Jürgen Kuhlmann

Jocki und der Innenseher
Eine Abenteuergeschichte
für das Kind
im Mann und in der Frau


2


Im bunten Haus

Nach etwa einer Viertelstunde streckt Friedrich den Arm aus und sagt Schau, da ist unser Haus. Jocki ist enttäuscht. Er hat sich das Haus prächtiger vorgestellt, ja, seien wir ehrlich am liebsten wäre ihm eine Villa gewesen mit Park und Swimmingpool und so. Das läßt er sich freilich nicht anmerken. Auch gute Freunde müssen ja nicht alles voneinander wissen. So sagt er nur Das ist aber hübsch. Warum ist es denn so lustig angemalt? Das Haus ist nämlich auf der rechten Seite zitronengelb und auf der linken tomatenrot. Friedrich lacht. Das ist noch nicht alles, ruft er und zieht seinen Freund mit sich in eine Seitenstraße, bis sie das Haus von rückwärts sehen können. Da ist es himmelblau. Komisch, meint Jocki. Gar nicht komisch, erwidert der andere, meine Eltern haben das extra so machen lassen, weil wir doch Weiß heißen. Wwaas? bringt Jocki bloß heraus - und ein fürchterlicher Verdacht steigt in ihm hoch. Haben die anderen in der Klasse recht mit ihrem Spott? Ist der Neue verrückt, und seine Eltern dazu? Habe ich einen Irren als Freund? Freilich, belehrt ihn Friedrich, denk doch an den Regenbogen. Da ist Jocki still. Wenn er hier schon der Dumme sein soll, will er es wenigstens nicht dauernd zeigen. Aber wart nur, denkt er zornig, ich komme schon noch dahinter, was das alles soll.

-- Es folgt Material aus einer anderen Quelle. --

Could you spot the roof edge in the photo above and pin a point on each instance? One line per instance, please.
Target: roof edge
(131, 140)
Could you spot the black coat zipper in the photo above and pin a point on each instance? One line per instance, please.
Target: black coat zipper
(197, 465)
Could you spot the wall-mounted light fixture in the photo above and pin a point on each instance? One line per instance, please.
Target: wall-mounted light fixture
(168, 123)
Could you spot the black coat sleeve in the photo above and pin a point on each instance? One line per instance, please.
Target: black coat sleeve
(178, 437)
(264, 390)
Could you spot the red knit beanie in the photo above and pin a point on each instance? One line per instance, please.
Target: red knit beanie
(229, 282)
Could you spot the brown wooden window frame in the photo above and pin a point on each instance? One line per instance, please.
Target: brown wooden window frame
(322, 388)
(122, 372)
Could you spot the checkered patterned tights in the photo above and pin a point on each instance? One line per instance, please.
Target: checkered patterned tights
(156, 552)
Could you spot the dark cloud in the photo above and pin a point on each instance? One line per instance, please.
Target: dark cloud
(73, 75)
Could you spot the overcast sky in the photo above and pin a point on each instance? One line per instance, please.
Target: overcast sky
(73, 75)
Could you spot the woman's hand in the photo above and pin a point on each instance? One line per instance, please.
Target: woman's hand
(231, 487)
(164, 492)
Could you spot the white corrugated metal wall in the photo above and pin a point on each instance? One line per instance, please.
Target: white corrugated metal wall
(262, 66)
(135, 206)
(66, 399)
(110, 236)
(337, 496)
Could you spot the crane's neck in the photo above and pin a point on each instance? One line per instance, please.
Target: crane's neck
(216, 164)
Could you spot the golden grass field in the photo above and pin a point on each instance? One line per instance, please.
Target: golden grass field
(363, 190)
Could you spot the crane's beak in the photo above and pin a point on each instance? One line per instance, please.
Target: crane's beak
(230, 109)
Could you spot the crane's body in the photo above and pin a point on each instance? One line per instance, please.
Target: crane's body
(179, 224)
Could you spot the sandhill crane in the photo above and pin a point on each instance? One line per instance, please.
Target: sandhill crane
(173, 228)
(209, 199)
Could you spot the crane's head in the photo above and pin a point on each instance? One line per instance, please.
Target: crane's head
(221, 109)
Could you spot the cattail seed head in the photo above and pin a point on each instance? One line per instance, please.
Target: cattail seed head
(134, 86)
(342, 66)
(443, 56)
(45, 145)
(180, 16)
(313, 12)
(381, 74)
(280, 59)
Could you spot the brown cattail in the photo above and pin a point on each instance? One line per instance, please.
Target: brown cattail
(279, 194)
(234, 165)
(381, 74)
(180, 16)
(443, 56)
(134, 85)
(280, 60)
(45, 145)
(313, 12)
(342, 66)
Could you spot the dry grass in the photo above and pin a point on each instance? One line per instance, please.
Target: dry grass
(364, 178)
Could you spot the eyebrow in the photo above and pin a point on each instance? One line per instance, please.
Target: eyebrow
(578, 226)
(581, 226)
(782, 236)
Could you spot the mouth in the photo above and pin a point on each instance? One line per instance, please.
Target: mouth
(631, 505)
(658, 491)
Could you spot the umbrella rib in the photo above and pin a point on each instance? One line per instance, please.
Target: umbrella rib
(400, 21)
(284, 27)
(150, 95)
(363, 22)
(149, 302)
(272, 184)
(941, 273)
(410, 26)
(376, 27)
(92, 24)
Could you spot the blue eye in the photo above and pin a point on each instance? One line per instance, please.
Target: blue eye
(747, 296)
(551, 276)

Inzwischen sind sie wieder nach vorne gegangen und stehen vor der Haustüre. Soll ich läuten? fragt Jocki. Nicht nötig, wir kommen so hinein. Du hast einen Schlüssel? Hast du ein Glück mit deinen Eltern! Das schon, aber Schlüssel habe ich keinen. Ja wie kommst du dann hinein? Schau her. Jocki sieht über der Türklinke sechs Zahlenrädchen nebeneinander, alle auf Null eingestellt. Ach so, begreift er schnell, die Tür geht nur auf, wenn man eine bestimmte Zahl einstellt. Wenn du die aber vergißt, was dann? Die kann ich nicht vergessen. In jeder Familie gibt es doch Tage und Jahre, wo etwas ganz Wichtiges passiert ist. Versuchen wir es einmal mit meinem Geburtstag. Er stellt die Zahlen ein und drückt die Klinke, aber sie bewegt sich nicht. Weißt du, in unserem früheren Haus hatten wir auch so ein Schloß, und an meinem letzten Geburtstag habe ich mir gewünscht, daß es auf meine Zahl eingestellt wird. Das hat mein Vater auch getan, ich habe es meinen Freunden erzählt und den ganzen Nachmittag über konnten sie mich besuchen, ohne zu läuten. Das Tollste war aber: manche Freunde meiner Eltern kennen das Geheimnis der Tür auch. Aber an meinem Geburtstag sind sie dagestanden wie der Ochs vor dem Berg und haben läuten müssen. Bloß meine Freunde sind allein hereingekommen. Und jetzt schau bitte weg. Ich darf die Zahl natürlich niemand sehen lassen. Jocki tritt zur Seite, klöck klack kleck klick klock kluck, und schon geht die Tür auf. Beim Eintreten guckt Jocki heimlich auf die Zahlen, aber die stehen schon wieder alle auf Null. Das geht automatisch, sagt Friedrich und grinst.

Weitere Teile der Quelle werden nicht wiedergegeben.